Pieczone gruszki z czerwoną cebulą i halloumi. Do Siego Roku!

 

Świeże gruszki pieczone z czerwoną cebulą i tymiankiem, podane z kremowym serem halloumi i prażonymi pestkami. Ta rewelacyjna wegetariańska przystawka jest idealna zimą, kiedy tęsknię za letnimi owocami i smakami. Urozmaica mój zimowy stół i przyjęcia z każdej okazji.
Przebojem zdobyła uznanie moich gości, przyjaciół i bliskich.
Do Siego Roku!

 

 

3 średniej wielkości zimowe gruszki
1 średnia czerwona cebula
2 gałązki świeżego tymianku
1/4 łyżeczki drobnej soli morskiej
3 łyżki oliwy EV
1 i 1/2 łyżki miodu tymiankowego lub syropu klonowego
100 g sera halloumi
3 łyżki pestek dyni
pieprz

Rozgrzej piekarnik do 190 st. C. Gruszki umyj, osusz i przekrój pionowo na ćwiartki. Wykrój gniazda nasienne. Cebulę pokrój w grubsze półplasterki. Połóż je w formie do pieczenia, dodaj tymianek, posyp solą. Polej oliwą i miodem, wstaw do nagrzanego piekarnika i piecz 20 minut. Obróć gruszki i cebule na drugą stronę i piecz kolejne 20 minut. Gruszki i cebula powinny się dobrze zrumienić i skarmelizować.
Pod koniec pieczenia, na suchej patelni upraż pestki i przełóż je do miseczki. Halloumi pokrój na plastry i podsmaż z obu stron na patelni.
Wyjmij formę z piekarnika, usuń gałązki tymianku i dodaj hallomumi. Wymieszaj delikatnie, posyp pestkami dyni i pieprzem. Podawaj od razu.
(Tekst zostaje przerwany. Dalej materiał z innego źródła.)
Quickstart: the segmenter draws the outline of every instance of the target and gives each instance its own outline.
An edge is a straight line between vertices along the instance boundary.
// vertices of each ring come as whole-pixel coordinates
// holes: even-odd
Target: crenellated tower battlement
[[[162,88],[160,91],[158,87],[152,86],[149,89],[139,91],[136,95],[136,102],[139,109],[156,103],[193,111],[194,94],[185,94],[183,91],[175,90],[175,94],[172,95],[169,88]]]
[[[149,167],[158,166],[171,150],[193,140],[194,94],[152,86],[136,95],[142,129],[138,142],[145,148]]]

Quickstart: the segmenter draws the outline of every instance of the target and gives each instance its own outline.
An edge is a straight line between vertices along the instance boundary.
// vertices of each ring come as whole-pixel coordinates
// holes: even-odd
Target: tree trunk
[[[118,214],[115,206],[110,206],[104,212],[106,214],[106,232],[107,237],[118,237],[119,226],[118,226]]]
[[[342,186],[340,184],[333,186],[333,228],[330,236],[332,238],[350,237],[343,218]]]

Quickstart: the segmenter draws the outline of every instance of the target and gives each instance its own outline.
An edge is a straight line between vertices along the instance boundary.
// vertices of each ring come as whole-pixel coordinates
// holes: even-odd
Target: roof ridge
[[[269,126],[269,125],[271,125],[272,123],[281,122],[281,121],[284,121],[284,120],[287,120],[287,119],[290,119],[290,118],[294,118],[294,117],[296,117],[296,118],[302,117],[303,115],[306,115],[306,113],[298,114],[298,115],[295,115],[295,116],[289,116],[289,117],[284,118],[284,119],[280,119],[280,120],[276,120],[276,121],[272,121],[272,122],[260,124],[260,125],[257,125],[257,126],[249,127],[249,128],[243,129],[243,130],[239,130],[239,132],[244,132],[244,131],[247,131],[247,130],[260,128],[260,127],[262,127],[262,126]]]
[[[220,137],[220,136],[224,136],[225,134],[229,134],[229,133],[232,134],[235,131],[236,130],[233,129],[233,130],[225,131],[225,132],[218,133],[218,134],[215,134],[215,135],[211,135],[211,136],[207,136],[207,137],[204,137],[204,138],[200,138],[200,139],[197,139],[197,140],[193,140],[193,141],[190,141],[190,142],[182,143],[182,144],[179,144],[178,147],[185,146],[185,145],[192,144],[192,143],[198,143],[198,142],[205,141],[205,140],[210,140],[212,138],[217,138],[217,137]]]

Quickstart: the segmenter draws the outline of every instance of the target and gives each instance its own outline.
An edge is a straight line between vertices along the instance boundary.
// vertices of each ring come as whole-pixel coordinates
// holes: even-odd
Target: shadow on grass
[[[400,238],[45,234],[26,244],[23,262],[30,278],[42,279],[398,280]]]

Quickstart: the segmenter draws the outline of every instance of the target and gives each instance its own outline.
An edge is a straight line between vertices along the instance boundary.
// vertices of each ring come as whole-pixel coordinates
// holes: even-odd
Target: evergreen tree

To ostatnie w tym roku spotkanie na dwa blogi w Sezonowo od A do M.  Podajemy co miesiąc z Konwaliami w kuchni, danie , w którym występuje jeden wspólny składnik. Wyjątkiem jest grudzień, kiedy każda kuchnia podaje potrawę na dowolny temat. Nasze gotowanie na dwa blogi ma już długą tradycję.
Zapraszamy na grudniowe od A do M!

12 thoughts on “Pieczone gruszki z czerwoną cebulą i halloumi. Do Siego Roku!

  1. Aniu, to jest piękne.
    Słone, słodkie, skarmelizowane, pycha!
    Lato w środku zimy. 🙂
    Dziękuję za kolejny rok i pyszne inspiracje.

  2. Wygląda cudnie, ale nie bardzo lubię gruszki na ciepło. Nie wiem czemu, gruszki lubię surowe. Nawet w kompocie nie przepadam za nimi. No tak już mam 🙂

  3. Jadłam kiedyś pieczone gruszki z innymi dodatkami, są naprawdę świetne.

  4. Gruszkę uwielbiam ale żeby z cebulą… to mnei zaskoczyłaś, odważna propozycja.

  5. Zdjęcie wyglada tak apetycznie, że bez względu na składniki to, aż chce się po prostu zjeść.

  6. Ciekawie wyglada to danie. Mimo iż składniki takie trochę dziwnie jak dla mnie pasują gruszka i cebula, ale chyba tak musi być 🙂

Skomentuj Żyć nie umierać Anuluj pisanie odpowiedzi

Twój adres e-mail nie zostanie opublikowany. Wymagane pola są oznaczone *

Wyrażam zgodę na przetwarzanie adresu e-mail podanego przy rejestracji na stronie http://kuchennymidrzwiami.pl przez Annę Kamińską w celach marketingowych, w tym również w celu marketingu bezpośredniego. Wiem, że w każdej chwili będę mógł wycofać zgodę.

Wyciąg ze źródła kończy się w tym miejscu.